Настройка шлюза Mikrotik RouterOS

Данный тип шлюза используется для управления маршрутизаторами Mikrotik посредством SSH или Telnet-соединения. Биллинг помещает правила, открывающие конкретные адреса клиентов.

На вкладке Типы шлюзов создайте тип шлюза Mikrotik и установите в нем следующую конфигурацию:

user_rule.editor.class=bitel.billing.module.services.ipn.editor.MikrotikContractRuleEditor
gate_manager.class=bitel.billing.server.ipn.MikrotikTelnetGateWorker

Приведенная выше конфигурация для telnet-соединения. Для ssh-соединения поменяйте gate_manager.class=bitel.billing.server.ipn.MikrotikGateWorker. Но мы не рекомендуем его использовать для больших нагрузок.

На вкладке Команды при редактировании данного типа шлюза задайте:

[DEFAULT]
[OPEN]
<LOOP>
ip firewall address-list add address={A} list=ACCESS_LIST comment=!!{CID}!!
</LOOP>
[/OPEN]
 
[CLOSE]
<LOOP>
ip firewall address-list remove "!!{CID}!!"
</LOOP>
[/CLOSE]
 
[DELETE]
<LOOP>
ip firewall address-list remove "!!{CID}!!"
</LOOP>
[/DELETE]
[/DEFAULT]

Здесь команды разделяются на 3 блока: открывающие команды (между тегами [OPEN][/OPEN]), закрывающие команды (между тегами [CLOSE][/CLOSE]) и удаляющие команды (между тегами [DELETE][/DELETE]). В данном примере закрывающие и удаляющие команды одинаковые. Сюда можно помещать любые команды, которые поддерживаются ssh-консолью Mikrotik. При этом команды проходят предобработку на стороне сервера Биллинга. Обработка команд происходит аналогичным образом, как и обработка команд Manad. Т.е макросы вида {A} заменяются на адрес из выбранных диапазонов для тегов <LOOP>, а макросы {NET} и {NET_MASK} заменяются на выбранные сети для тегов <LOOP_NET> и <LOOP_NET_MASK> соответственно.

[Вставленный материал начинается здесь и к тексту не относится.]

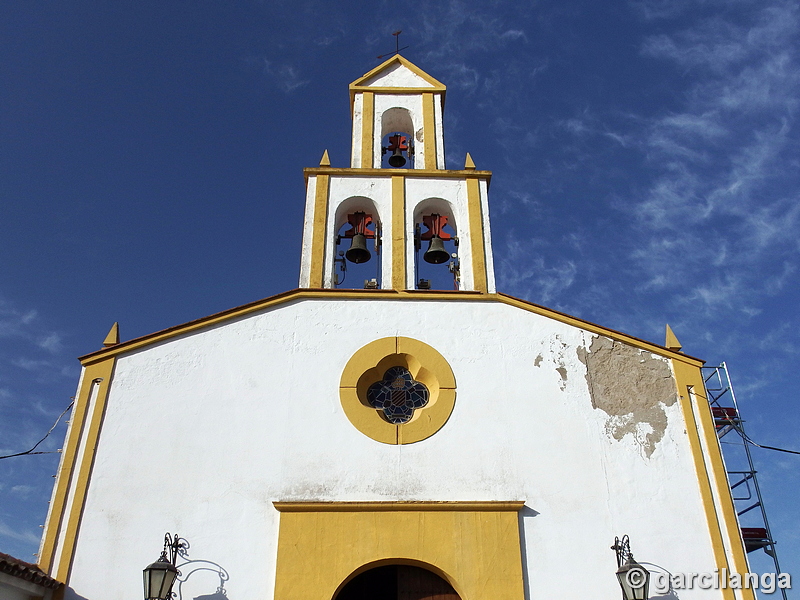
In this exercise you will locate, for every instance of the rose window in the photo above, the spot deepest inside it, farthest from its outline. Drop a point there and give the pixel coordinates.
(397, 395)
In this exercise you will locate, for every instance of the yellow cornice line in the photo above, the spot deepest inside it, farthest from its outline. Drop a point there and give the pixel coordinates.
(302, 294)
(422, 173)
(391, 506)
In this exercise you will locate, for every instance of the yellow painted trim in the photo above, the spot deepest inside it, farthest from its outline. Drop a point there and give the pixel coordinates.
(357, 86)
(434, 295)
(73, 476)
(429, 131)
(689, 380)
(398, 232)
(318, 231)
(368, 131)
(471, 506)
(418, 173)
(476, 235)
(369, 364)
(361, 81)
(476, 549)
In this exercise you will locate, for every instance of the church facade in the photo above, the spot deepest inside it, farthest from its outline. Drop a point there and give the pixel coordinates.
(394, 440)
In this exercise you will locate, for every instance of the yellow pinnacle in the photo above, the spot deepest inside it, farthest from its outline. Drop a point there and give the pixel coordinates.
(672, 342)
(112, 339)
(469, 165)
(325, 161)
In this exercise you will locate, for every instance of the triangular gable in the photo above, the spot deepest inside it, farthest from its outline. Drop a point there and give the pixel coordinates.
(397, 72)
(306, 294)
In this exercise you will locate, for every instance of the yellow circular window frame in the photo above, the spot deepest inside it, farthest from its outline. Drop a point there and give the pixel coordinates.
(425, 364)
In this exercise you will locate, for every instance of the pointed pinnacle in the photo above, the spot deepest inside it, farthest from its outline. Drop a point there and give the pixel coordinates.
(112, 339)
(672, 342)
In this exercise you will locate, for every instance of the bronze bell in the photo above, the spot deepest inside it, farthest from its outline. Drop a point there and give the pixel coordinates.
(358, 252)
(397, 159)
(436, 254)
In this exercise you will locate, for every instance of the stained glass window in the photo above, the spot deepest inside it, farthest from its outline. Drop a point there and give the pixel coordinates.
(397, 395)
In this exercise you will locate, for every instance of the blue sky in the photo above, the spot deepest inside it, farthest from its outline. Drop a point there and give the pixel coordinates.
(645, 159)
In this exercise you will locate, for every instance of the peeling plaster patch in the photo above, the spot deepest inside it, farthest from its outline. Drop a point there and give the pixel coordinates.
(632, 387)
(556, 354)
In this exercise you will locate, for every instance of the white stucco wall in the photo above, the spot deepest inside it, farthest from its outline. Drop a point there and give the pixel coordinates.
(202, 434)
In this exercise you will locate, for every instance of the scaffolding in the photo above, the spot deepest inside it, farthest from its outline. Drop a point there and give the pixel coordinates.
(741, 471)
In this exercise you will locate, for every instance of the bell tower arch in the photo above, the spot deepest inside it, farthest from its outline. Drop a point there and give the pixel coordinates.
(397, 182)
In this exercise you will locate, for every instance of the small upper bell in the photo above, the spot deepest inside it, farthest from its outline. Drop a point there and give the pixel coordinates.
(397, 159)
(436, 254)
(358, 252)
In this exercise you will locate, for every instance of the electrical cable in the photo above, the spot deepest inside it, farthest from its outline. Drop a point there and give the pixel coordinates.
(31, 451)
(747, 439)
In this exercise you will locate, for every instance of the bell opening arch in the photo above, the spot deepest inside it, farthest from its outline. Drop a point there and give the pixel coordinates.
(355, 213)
(397, 138)
(431, 261)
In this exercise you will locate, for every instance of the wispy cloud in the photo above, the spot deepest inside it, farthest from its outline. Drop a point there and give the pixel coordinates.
(26, 536)
(287, 77)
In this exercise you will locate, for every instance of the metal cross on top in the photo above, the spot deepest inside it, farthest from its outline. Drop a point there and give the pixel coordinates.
(397, 47)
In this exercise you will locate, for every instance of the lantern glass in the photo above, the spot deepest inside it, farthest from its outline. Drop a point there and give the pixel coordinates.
(158, 579)
(634, 580)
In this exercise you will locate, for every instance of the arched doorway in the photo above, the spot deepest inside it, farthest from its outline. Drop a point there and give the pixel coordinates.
(397, 582)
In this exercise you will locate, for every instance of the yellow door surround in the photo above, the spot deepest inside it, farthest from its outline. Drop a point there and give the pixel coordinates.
(474, 546)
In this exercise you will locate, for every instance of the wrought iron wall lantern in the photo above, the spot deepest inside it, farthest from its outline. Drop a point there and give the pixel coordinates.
(160, 576)
(633, 578)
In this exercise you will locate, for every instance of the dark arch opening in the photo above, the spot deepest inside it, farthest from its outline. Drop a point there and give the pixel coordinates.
(397, 582)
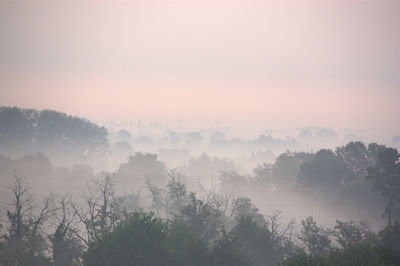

Ещё для шлюза Mikrotik производятся дополнительные преобразования: макрос {CID} - преобразуются в код договора, независимо от того, где встретится (внутри цикла LOOP или нет ).

Т.е. например правила:

<LOOP>
ip firewall address-list add address={A} list=ACCESS_LIST comment=!!{CID}!!
</LOOP>

Преобразуется в :

ip firewall address-list add address={192.168.184.10} list=ACCESS_LIST comment=!!12345!!
ip firewall address-list add address={192.168.184.11} list=ACCESS_LIST comment=!!12345!!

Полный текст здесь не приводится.